- Madhupuri Location in Uttar Pradesh, India
- Coordinates: 27°09′22″N 79°22′16″E﻿ / ﻿27.15607°N 79.37122°E
- Country: India
- State: Uttar Pradesh
- District: Mainpuri
- Tehsil: Bhongaon

Area
- • Total: 2.938 km^{2} (1.134 sq mi)

Population (2011)
- • Total: 1,649
- • Density: 561.3/km^{2} (1,454/sq mi)
- Time zone: UTC+5:30 (IST)
- PIN: 206301

= Madhupuri, Bewar =

Village in Uttar Pradesh, India

Madhupuri is a village in Bewar block of Mainpuri district, Uttar Pradesh, India. As of 2011, it had a population of 1,649, in 879 households.

== Demographics ==
As of 2011, Madhupuri had a population of 1,649, in 879 households. This population was 53.3% male (879) and 46.7% female (770). The 0-6 age group numbered 227 (122 male and 105 female), or 13.8% of the total population. 378 residents were members of Scheduled Castes, or 22.9% of the total.

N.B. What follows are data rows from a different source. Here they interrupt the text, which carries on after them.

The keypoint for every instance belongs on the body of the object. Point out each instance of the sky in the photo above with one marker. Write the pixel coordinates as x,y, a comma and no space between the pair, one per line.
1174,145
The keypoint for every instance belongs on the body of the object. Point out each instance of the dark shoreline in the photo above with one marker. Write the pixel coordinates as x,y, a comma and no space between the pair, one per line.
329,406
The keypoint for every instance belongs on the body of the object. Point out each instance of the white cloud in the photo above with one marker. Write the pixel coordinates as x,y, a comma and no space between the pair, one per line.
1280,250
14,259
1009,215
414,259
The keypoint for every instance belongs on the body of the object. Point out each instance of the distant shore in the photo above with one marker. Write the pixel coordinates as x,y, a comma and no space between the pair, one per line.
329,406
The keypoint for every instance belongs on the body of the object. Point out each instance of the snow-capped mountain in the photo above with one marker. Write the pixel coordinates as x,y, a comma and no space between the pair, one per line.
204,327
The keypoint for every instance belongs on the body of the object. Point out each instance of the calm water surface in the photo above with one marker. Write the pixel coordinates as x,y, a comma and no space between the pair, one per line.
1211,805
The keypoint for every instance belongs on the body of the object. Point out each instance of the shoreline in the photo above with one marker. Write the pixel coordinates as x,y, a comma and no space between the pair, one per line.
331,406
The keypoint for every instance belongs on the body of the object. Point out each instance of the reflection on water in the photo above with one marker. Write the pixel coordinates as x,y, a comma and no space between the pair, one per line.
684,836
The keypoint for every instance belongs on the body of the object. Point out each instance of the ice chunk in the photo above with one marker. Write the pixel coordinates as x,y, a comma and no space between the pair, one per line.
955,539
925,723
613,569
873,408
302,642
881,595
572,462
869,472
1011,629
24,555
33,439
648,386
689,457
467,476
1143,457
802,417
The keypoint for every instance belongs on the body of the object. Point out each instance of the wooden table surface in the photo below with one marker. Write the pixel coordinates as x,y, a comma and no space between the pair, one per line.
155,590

The 1981 census recorded Madhupuri as having a population of 1,035 people, in 171 households.

The 1961 census recorded Madhupuri (as "Madapuri") as comprising 2 hamlets, with a total population of 673 people (359 male and 314 female), in 128 households and 107 physical houses. The area of the village was given as 604 acres.

== Infrastructure ==
As of 2011, Madhupuri had 1 primary school; it did not have any healthcare facilities. Drinking water was provided by tap and hand pump; there were no public toilets. The village did not have a post office or public library; there was at least some access to electricity for all purposes. Streets were made of both kachcha and pakka materials.